Mit dem Bild der blühenden Wüste und jauchzenden Steppe will der biblische Schriftsteller seinem Volk Mut machen. Nicht nur das Vertrauen in das eigene Können schafft blühende Landschaften, sondern das Vertrauen in die Macht Gottes bringt das Leben zum Blühen, schafft Heilung und Heil, schenkt Mut und Lebensfreude, nimmt Kummer und Seufzen. Die Gewissheit, Gott als den Herrn der Geschichte auf seiner Seite zu haben, lässt die anstehenden Aufgaben und Herausforderungen in neuem Licht sehen und anpacken, „macht die erschlafften Hände wieder stark und die wankenden Knie wieder fest“. (Jes 35, 3)

 

Jak 5, 7-10

Neben dem kraftvollen Zupacken ist freilich auch Geduld erforderlich (2. Lesung). Früchte fallen nicht fertig in den Schoß, Wüsten verwandeln sich nicht urplötzlich in blühende Landschaften. Es ist die Aussaat nötig und das geduldige Warten auf Wachstum und Reifen. Ebenso braucht es die günstige Witterung, auf die Menschen keinen Einfluss haben. Es ist ein Warten in Hoffnung, dass Gott das Seine dazu tut.

 

Mt 11, 2-11

Im Evangelium scheint zunächst Johannes der Täufer im Mittelpunkt zu stehen. Jesus würdigt ihn als den größten unter den Menschen. Er würdigt sein prophetisches Reden und Handeln. Seine Geschichte zeigt, dass er nicht nur ein wegbahnender Bote war (vgl. Mt 11,10), sondern auch ein ungeduldig Wartender, ein Suchender und Fragender, einer, der seine Zweifel hatte. Die Mitte des Evangeliums scheint mir jedoch die Antwort Jesu auf die Frage der Johannes-Jünger zu sein, ob er der Erwartete sei oder ob man auf einen anderen warten soll. Unter Berufung auf die prophetische Verheißung des Jesajabuches, die er um die Totenerweckung und Verkündigung des Evangeliums an die Armen erweitert, weist er darauf hin, dass mit ihm das Reich Gotte schon als Keim in die Welt gekommen und wirksam gegenwärtig ist.

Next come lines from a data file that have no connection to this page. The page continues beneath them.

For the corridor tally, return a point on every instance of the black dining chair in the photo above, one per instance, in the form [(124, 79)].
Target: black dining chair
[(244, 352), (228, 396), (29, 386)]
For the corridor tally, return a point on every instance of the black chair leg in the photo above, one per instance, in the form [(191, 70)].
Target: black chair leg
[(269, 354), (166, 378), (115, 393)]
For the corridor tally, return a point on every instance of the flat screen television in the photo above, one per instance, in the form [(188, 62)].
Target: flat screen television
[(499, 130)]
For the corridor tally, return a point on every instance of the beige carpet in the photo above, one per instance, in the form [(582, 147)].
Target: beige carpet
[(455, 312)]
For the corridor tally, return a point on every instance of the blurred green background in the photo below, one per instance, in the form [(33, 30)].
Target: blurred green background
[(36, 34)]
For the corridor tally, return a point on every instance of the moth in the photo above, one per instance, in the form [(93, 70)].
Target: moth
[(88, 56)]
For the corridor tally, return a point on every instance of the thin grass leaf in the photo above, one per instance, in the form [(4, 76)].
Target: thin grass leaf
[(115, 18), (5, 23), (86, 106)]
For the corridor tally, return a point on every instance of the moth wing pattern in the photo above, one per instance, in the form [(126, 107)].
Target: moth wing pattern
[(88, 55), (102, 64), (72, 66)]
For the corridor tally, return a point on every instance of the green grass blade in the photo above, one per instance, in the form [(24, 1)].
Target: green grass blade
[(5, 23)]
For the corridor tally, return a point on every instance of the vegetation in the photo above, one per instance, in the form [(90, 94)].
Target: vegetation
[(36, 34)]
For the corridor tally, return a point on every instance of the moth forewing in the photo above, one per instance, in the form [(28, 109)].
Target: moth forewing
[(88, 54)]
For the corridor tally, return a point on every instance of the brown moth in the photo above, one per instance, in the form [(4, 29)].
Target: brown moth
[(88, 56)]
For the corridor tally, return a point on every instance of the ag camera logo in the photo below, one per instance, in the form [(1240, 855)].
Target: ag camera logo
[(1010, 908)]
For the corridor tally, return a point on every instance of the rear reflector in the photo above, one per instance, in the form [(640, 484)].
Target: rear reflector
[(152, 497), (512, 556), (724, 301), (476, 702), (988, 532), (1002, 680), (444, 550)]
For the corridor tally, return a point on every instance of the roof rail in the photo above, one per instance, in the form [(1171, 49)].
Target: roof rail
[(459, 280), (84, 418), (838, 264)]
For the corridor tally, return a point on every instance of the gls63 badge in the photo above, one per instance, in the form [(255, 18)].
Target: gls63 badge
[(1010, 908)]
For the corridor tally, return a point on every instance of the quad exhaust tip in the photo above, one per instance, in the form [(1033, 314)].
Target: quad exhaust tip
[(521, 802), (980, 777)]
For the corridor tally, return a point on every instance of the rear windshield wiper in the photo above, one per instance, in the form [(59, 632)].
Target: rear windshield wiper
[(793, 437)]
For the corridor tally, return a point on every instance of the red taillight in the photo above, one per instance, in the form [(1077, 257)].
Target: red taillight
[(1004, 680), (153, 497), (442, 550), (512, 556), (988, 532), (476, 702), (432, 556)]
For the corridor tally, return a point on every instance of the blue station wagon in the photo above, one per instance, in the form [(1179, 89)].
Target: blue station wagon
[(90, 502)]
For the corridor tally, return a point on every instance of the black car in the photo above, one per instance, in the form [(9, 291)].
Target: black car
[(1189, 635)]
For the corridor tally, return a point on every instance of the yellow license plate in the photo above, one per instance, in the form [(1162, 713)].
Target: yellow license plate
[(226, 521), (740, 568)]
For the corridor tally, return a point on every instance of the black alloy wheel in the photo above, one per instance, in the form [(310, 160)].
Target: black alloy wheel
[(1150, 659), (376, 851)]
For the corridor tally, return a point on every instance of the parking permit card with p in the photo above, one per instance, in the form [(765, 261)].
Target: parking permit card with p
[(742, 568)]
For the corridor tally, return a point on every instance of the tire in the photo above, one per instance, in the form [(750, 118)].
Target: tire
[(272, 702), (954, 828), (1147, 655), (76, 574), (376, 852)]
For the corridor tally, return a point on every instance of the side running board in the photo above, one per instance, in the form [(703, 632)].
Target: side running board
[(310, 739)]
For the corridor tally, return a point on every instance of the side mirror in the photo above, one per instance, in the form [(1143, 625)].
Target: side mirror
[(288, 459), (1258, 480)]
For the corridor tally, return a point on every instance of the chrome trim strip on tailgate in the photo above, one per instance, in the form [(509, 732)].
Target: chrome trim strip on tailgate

Wo Menschen seine Botschaft annehmen können, ist die Saat ausgesät, die aus der Wüste des Lebens blühende Landschaften werden lassen kann. Heute kann ein Stück des Heiles, für das Jesu Kommen steht, deutlich werden, wo der Mensch, die Schöpfung und der Gottesbezug Vorrang haben vor der Vormacht­stellung der Gesetzmäßigkeiten der Ökonomie. Wo die Botschaft Jesu gehört wird, kann der Mensch aufatmen und Hoffnung schöpfen. Da wird Krankes heil, da öffnet sich ein neuer Blick, da kommt Gelähmtes in Gang, da finden sich neue Worte, da wird Totes lebendig.

 

Verweis auf den evangelischen Predigttext (Lk 3, 1-14)

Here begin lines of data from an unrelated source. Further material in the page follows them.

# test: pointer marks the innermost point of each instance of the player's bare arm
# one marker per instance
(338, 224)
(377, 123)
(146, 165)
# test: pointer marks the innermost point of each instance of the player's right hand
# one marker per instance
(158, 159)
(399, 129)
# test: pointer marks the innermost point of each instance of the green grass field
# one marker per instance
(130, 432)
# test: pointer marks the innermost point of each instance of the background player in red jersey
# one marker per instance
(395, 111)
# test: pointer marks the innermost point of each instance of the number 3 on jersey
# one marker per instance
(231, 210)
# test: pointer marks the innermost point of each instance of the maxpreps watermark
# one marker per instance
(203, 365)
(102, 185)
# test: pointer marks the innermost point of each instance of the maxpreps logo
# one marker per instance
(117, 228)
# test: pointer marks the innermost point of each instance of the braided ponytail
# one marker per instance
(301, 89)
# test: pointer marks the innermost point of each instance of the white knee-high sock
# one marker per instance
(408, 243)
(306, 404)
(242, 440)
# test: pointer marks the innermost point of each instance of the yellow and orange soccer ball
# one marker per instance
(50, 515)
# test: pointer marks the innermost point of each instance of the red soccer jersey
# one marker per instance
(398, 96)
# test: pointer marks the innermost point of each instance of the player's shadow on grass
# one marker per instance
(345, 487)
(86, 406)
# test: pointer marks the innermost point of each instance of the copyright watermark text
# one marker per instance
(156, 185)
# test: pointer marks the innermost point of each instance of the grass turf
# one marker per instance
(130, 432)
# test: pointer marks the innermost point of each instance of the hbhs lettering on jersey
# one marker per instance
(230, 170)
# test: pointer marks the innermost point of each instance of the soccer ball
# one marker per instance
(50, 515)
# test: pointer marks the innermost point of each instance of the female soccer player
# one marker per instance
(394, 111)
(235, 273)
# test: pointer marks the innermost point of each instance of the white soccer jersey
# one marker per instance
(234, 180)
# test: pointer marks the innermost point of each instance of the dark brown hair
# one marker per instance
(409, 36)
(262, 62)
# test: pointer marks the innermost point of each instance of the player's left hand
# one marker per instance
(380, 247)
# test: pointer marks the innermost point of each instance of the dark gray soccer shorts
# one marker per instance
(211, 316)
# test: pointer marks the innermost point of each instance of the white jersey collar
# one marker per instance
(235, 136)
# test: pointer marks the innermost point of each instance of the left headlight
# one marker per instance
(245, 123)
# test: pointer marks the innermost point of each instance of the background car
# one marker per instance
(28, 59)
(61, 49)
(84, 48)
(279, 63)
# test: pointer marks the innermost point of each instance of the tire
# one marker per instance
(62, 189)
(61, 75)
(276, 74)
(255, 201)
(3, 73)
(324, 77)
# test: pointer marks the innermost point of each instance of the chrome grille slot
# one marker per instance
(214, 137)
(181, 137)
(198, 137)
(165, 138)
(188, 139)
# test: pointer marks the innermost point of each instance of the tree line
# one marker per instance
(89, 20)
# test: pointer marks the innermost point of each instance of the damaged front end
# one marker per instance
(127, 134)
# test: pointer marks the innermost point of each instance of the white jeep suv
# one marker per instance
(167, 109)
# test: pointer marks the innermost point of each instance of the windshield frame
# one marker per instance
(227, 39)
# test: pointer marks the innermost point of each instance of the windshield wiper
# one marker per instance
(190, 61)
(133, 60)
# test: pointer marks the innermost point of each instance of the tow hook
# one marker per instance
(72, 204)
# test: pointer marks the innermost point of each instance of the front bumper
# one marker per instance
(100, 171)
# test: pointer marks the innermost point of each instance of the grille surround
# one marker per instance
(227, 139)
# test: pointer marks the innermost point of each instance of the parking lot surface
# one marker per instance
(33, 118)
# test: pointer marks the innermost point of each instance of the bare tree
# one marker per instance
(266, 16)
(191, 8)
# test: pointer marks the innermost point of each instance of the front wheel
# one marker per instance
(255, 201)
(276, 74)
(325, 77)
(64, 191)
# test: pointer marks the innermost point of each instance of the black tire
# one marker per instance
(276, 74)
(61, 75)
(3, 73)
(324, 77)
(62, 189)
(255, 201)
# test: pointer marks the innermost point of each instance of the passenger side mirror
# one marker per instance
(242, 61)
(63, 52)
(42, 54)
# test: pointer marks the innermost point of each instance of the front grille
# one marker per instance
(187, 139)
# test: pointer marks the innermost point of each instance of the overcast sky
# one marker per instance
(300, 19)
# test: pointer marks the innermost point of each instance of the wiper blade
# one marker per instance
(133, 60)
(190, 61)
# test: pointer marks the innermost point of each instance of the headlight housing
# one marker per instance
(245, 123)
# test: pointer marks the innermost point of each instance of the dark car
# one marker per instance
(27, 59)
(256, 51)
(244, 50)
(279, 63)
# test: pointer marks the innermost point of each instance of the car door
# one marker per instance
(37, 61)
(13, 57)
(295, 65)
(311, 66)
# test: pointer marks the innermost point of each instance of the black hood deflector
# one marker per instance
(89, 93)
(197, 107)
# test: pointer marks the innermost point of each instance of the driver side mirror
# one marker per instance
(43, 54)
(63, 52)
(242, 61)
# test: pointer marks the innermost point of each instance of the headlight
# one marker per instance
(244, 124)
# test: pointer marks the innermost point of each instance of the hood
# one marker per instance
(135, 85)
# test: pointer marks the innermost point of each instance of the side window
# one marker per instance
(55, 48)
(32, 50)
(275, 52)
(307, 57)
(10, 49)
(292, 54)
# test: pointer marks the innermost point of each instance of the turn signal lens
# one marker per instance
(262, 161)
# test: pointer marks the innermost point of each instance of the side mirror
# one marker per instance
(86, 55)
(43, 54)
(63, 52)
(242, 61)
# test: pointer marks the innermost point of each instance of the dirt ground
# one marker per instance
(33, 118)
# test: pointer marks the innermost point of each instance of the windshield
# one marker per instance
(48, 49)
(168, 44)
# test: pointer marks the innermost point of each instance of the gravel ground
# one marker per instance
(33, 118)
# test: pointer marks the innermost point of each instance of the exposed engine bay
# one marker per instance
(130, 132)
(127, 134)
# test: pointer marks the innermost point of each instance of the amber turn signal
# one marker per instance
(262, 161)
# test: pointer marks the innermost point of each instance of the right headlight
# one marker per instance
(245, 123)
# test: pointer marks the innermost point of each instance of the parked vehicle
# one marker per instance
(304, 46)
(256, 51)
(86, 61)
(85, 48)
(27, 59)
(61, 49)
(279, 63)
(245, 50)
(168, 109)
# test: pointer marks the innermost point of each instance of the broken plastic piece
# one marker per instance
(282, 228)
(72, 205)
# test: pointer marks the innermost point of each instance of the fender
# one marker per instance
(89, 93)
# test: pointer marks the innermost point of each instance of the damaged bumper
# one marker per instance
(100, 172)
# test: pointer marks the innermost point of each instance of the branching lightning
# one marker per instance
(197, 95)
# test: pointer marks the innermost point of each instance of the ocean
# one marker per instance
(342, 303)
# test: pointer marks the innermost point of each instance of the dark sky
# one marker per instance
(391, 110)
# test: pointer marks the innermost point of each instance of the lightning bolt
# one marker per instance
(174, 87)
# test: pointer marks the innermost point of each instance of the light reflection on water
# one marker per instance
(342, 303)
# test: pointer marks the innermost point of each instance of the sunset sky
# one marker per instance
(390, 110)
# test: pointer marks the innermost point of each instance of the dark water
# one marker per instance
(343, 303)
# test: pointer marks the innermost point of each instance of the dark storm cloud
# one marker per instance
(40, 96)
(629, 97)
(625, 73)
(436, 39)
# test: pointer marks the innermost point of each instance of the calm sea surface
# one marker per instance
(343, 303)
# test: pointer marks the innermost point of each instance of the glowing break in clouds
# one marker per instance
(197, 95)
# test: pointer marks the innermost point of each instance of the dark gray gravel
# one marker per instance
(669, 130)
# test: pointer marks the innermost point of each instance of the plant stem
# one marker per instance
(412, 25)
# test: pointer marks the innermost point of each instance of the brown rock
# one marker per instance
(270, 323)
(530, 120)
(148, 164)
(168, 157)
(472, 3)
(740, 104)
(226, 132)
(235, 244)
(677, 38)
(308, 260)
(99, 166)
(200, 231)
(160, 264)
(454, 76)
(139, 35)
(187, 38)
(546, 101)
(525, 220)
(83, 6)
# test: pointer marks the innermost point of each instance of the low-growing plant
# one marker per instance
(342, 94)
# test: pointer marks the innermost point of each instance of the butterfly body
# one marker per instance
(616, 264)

Gottes Handeln an den Menschen ist immer geschichtlich konkret. Das Wirken Johannes des Täufers und damit auch das Kommen Jesu stehen in einem konkreten geschichtlichen Zusammenhang, auf den der Evangelist Lukas zu Beginn des dritten Kapitels verweist.

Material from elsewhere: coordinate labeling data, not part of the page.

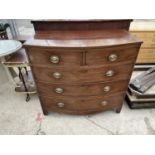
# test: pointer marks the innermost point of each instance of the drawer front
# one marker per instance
(146, 56)
(110, 56)
(82, 89)
(80, 105)
(147, 37)
(83, 74)
(53, 58)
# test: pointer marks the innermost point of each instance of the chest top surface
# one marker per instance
(81, 34)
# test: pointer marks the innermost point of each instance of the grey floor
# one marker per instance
(18, 117)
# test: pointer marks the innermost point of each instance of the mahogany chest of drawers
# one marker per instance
(82, 67)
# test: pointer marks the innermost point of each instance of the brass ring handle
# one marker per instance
(59, 90)
(57, 75)
(112, 57)
(60, 104)
(106, 88)
(104, 103)
(110, 73)
(54, 59)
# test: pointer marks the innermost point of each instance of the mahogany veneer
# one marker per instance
(82, 67)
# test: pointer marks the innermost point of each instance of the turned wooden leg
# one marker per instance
(118, 110)
(45, 112)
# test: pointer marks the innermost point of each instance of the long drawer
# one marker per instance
(82, 105)
(83, 74)
(84, 89)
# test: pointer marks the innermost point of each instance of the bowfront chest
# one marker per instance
(82, 67)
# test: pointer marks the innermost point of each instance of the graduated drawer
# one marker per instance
(82, 105)
(111, 55)
(85, 89)
(146, 56)
(147, 37)
(55, 57)
(83, 74)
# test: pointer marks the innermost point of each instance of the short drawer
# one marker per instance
(85, 89)
(53, 58)
(81, 105)
(147, 37)
(146, 56)
(111, 55)
(83, 74)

Johannes versteht sich als „Rufer in der Wüste“ (vgl. Lk 3, 4), und die Menschen mögen ihr Leben als Wüstensituation empfunden haben. Sie leiden unter Unterdrückung, Ungerechtigkeit, Gewalt und Unfreiheit. Sie sind verängstigt und ratlos. Johannes mahnt sie zwar mit harten Worten einer Gerichtsrede zur Umkehr zu Gott, gibt aber auch auf ganz konkrete Fragen des alltäglichen Lebens Antwort. Wo geteilt wird mit den Bedürftigen, wo Gerechtigkeit herrscht, wo Gewalt und Misshandlung eine klare Absage erteilt wird, da kann das Reich Gottes wachsen. Es beginnt mit dem Stärkeren, der kommt (vgl. Lk 3, 16), mit dem Messias Jesus Christus, den Johannes ankündigt. Die Taufe mit Geist und Feuer (vgl. Lk 3, 16) kennzeichnet den Beginn einer neuen Zeit, den Beginn einer neuen Schöpfung. Die Umkehrpredigt Johannes des Täufers will auch heute vor falscher Selbstsicherheit und einem „Immer-weiter-so“ warnen und den Prozess von Frieden, Gerechtigkeit und der Bewahrung der Schöpfung befördern.